Singapore is currently ranked 20th in the world for cricket. In the 2017 SEA Games, Singapore won its first cricket gold meal. The Singapore cricket team has also beaten some of the best cricketing nations in the world like Zimbabwe, Scotland, and Canada and has turned in stellar performances at other international tournaments like the Asian Cricket Council Trophy and the International Cricket Council World Cup.
Yet despite all these accomplishments, the Singapore national cricket team doesn’t even have its own ground to practise in.
Against all odds
In fact, Singapore’s 2017 gold medal achievement was accomplished against all odds it seemed. Singapore Cricket Association (SCA) CEO Saad Khan Janjua explained: “One month before the SEA games, we lost the use of our regular training ground – the Kallang Drome – but you know what we did? We said ‘okay,’ no problem, we booked a field in Johor Bahru, put up our team in a cheap hotel and trained there.”

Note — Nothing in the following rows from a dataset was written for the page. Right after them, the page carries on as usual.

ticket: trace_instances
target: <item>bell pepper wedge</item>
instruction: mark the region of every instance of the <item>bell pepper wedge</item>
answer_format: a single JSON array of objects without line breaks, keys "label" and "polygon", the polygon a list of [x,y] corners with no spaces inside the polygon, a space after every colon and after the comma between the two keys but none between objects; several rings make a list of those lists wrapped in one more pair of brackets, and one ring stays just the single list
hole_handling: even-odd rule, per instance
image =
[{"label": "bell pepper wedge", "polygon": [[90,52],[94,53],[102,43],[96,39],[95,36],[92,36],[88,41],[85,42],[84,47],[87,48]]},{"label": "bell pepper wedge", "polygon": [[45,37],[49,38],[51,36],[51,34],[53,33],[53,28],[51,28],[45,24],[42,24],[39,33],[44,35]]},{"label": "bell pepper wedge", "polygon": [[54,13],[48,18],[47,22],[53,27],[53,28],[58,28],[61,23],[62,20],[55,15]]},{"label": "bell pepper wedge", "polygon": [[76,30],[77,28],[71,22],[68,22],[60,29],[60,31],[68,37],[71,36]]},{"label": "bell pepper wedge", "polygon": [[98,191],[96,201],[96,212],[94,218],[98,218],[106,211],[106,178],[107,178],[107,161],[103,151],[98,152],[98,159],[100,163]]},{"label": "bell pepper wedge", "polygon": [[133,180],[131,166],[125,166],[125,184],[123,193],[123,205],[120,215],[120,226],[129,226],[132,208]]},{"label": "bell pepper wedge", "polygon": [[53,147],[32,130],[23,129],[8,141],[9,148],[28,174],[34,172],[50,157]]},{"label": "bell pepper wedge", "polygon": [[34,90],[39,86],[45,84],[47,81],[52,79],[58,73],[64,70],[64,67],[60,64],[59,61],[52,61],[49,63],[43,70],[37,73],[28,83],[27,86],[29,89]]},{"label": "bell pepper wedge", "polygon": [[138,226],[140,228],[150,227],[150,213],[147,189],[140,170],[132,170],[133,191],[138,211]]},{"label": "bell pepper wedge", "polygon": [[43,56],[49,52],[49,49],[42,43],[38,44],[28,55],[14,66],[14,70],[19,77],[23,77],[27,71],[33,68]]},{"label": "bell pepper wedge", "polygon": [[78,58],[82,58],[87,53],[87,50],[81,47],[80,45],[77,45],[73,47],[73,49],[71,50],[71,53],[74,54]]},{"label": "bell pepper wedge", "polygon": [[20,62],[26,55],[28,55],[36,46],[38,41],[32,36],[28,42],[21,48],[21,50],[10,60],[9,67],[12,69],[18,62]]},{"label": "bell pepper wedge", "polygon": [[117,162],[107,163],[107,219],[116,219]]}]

According to SCA President Mahmood Gaznavi, even the 2017 SEA games medals were not the team’s highest achievements. The Singapore cricket team’s performance in international tournaments like the Asian Cricket Council Trophy and the International Cricket Council World Cup, where they turned in performances “at various levels”, were greater accomplishments.
“We have beaten some very good teams, like Canada, Bermuda and Scotland. But I feel like we didn’t get the recognition,” he says. “Because it is in platform that the institutions here in Singapore don’t recognise.”
Most sports federations have a home, but cricket does not have one. It does not have to be a good location or in a prime area, but what we need is security of tenure.”
– SCA President Mahmood Gaznavi
No training ground
Gaznavi says that there is also recognition for several types of sporting events – the SEA Games, the Asian Games, the Commonwealth Games and the Olympics. Cricket unfortunately is not a regular sport included in any of these events and world championship events and achievements are not readily recognised.
Gaznavi emphasizes that the most basic requirement – that of a dedicated ground for training – is one of the biggest challenges for further progress.
He says: “Because we don’t have a ground, we find that our programs are haphazard, and we cannot have good control of the direction we wish to take. When we had a ground in Kallang, we ran youth programs, classrooms, got logistical support like umpires, teaching courses, and programs to enhance the playing level of the team. And you’ve got to recognise that cricket cannot be a portion of a field. The ground has to be specially tailored ground for playing cricket – because 95% of the action is in the middle of the ground, where the strip is. You can’t share a field with hockey or cricket or rugby.”
“Most sports federations have a home,” Gaznavi adds. “But cricket does not have one. It does not have to be a good location or in a prime area, but what we need is security of tenure.”
Currently, the national team trains by renting the Indian Association’s field. However, as the Indian Association’s own lease is on a year-to-year basis, there is no security of tenure for cricket as well.
Our 20th position is not a permanent place. Where we go from here really depends on how we develop a skillful team of home-grown players. We need a world-class, high performance training facility if we are to continue playing with the big boys.”
– SCA CEO Saad Khan Janjua
There are currently 105 ‘cricket playing nations’ (countries that are members of the International Cricket Council). Out of these, 12 are test playing nations, out of which 5 countries automatically get a slot to vie for the Asia cup. Of the remaining 93 nations, according to Gaznavi, Singapore is a strong contender, along with three other nations – Hong Kong, Nepal and the United Arab Emirates – who are vying for a slot in the Asian Cup.
“We are just one step away from joining the giants of Asia like India, Pakistan, Sri Lanka, Bangladesh and Afghanistan in the Asia Cup,” said Saad. “It’s a qualifier that’s coming up later this year or next year. And we are also in the T20 Global world cricket qualifier and World cricket league qualifiers.”
However, Saad cautions: “Our 20th position is not a permanent place. Where we go from here really depends on how we develop a skillful team of home-grown players. We need a world-class, high performance training facility if we are to continue playing with the big boys. We hope to get a home like the other NSAs in Singapore.”